Index: lucene/CHANGES.txt
===================================================================
--- lucene/CHANGES.txt (revision 1395421)
+++ lucene/CHANGES.txt (working copy)
@@ -44,6 +44,11 @@
the suggester to ignore such variations. (Robert Muir, Sudarshan
Gaikaiwari, Mike McCandless)
+Bug Fixes
+
+* LUCENE-1822: BaseFragListBuilder hard-coded 6 char margin is too naive.
+ (Alex Vigdor, Arcadius Ahouansou, Koji Sekiguchi)
+
Optimizations
* LUCENE-4443: BlockPostingsFormat no longer writes unnecessary offsets
Index: lucene/highlighter/src/test/org/apache/lucene/search/vectorhighlight/WeightedFragListBuilderTest.java
===================================================================
--- lucene/highlighter/src/test/org/apache/lucene/search/vectorhighlight/WeightedFragListBuilderTest.java (revision 1395421)
+++ lucene/highlighter/src/test/org/apache/lucene/search/vectorhighlight/WeightedFragListBuilderTest.java (working copy)
@@ -29,7 +29,7 @@
WeightedFragListBuilder wflb = new WeightedFragListBuilder();
FieldFragList ffl = wflb.createFieldFragList( fpl, 100 );
assertEquals( 1, ffl.getFragInfos().size() );
- assertEquals( "subInfos=(theboth((195,203)))/0.86791086(189,289)", ffl.getFragInfos().get( 0 ).toString() );
+ assertEquals( "subInfos=(theboth((195,203)))/0.86791086(149,249)", ffl.getFragInfos().get( 0 ).toString() );
}
}
Index: lucene/highlighter/src/test/org/apache/lucene/search/vectorhighlight/SimpleFragmentsBuilderTest.java
===================================================================
--- lucene/highlighter/src/test/org/apache/lucene/search/vectorhighlight/SimpleFragmentsBuilderTest.java (revision 1395421)
+++ lucene/highlighter/src/test/org/apache/lucene/search/vectorhighlight/SimpleFragmentsBuilderTest.java (working copy)
@@ -106,7 +106,8 @@
SimpleFragListBuilder sflb = new SimpleFragListBuilder();
FieldFragList ffl = sflb.createFieldFragList( fpl, 100 );
SimpleFragmentsBuilder sfb = new SimpleFragmentsBuilder();
- assertEquals( "a b c d e", sfb.createFragment( reader, 0, F, ffl ) );
+ //TODO: Why blank space here?
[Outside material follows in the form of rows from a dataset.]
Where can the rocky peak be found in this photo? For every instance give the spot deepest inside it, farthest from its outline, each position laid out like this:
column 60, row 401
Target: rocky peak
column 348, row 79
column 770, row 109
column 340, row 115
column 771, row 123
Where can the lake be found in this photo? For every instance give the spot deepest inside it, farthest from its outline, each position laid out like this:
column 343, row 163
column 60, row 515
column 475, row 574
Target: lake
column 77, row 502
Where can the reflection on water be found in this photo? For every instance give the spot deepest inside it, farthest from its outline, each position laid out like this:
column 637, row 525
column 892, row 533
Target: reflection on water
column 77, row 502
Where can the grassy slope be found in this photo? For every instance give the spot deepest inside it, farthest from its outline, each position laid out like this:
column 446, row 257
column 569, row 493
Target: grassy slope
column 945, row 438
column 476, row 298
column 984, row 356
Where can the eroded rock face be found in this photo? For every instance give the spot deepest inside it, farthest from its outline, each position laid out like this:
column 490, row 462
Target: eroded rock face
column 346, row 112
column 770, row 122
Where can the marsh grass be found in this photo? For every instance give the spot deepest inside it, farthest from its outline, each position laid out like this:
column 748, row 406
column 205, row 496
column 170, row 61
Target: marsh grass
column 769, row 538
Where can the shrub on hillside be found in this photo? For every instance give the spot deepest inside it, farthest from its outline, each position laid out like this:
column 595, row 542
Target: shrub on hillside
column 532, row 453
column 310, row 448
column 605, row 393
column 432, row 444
We should probably be trimming?
+ assertEquals( " a b c d e", sfb.createFragment( reader, 0, F, ffl ) );
}
public void test1PhraseLongMV() throws Exception {
@@ -118,7 +119,7 @@
SimpleFragListBuilder sflb = new SimpleFragListBuilder();
FieldFragList ffl = sflb.createFieldFragList( fpl, 100 );
SimpleFragmentsBuilder sfb = new SimpleFragmentsBuilder();
- assertEquals( "The most search engines use only one of these methods. Even the search engines that says they can use the",
+ assertEquals( "customization: The most search engines use only one of these methods. Even the search engines that says they can",
sfb.createFragment( reader, 0, F, ffl ) );
}
@@ -131,7 +132,7 @@
SimpleFragListBuilder sflb = new SimpleFragListBuilder();
FieldFragList ffl = sflb.createFieldFragList( fpl, 100 );
SimpleFragmentsBuilder sfb = new SimpleFragmentsBuilder();
- assertEquals( "processing speed, the", sfb.createFragment( reader, 0, F, ffl ) );
+ assertEquals( "additional hardware. \nWhen you talk about processing speed, the", sfb.createFragment( reader, 0, F, ffl ) );
}
public void testUnstoredField() throws Exception {
@@ -209,7 +210,7 @@
String[] result = sfb.createFragments(reader, 0, F, ffl, 3);
assertEquals(2, result.length);
assertEquals("some text to highlight", result[0]);
- assertEquals("other text", result[1]);
+ assertEquals("highlight other text", result[1]);
fq = new FieldQuery( tq( "highlight" ), true, true );
stack = new FieldTermStack( reader, 0, F, fq );
Index: lucene/highlighter/src/test/org/apache/lucene/search/vectorhighlight/SimpleFragListBuilderTest.java
===================================================================
--- lucene/highlighter/src/test/org/apache/lucene/search/vectorhighlight/SimpleFragListBuilderTest.java (revision 1395421)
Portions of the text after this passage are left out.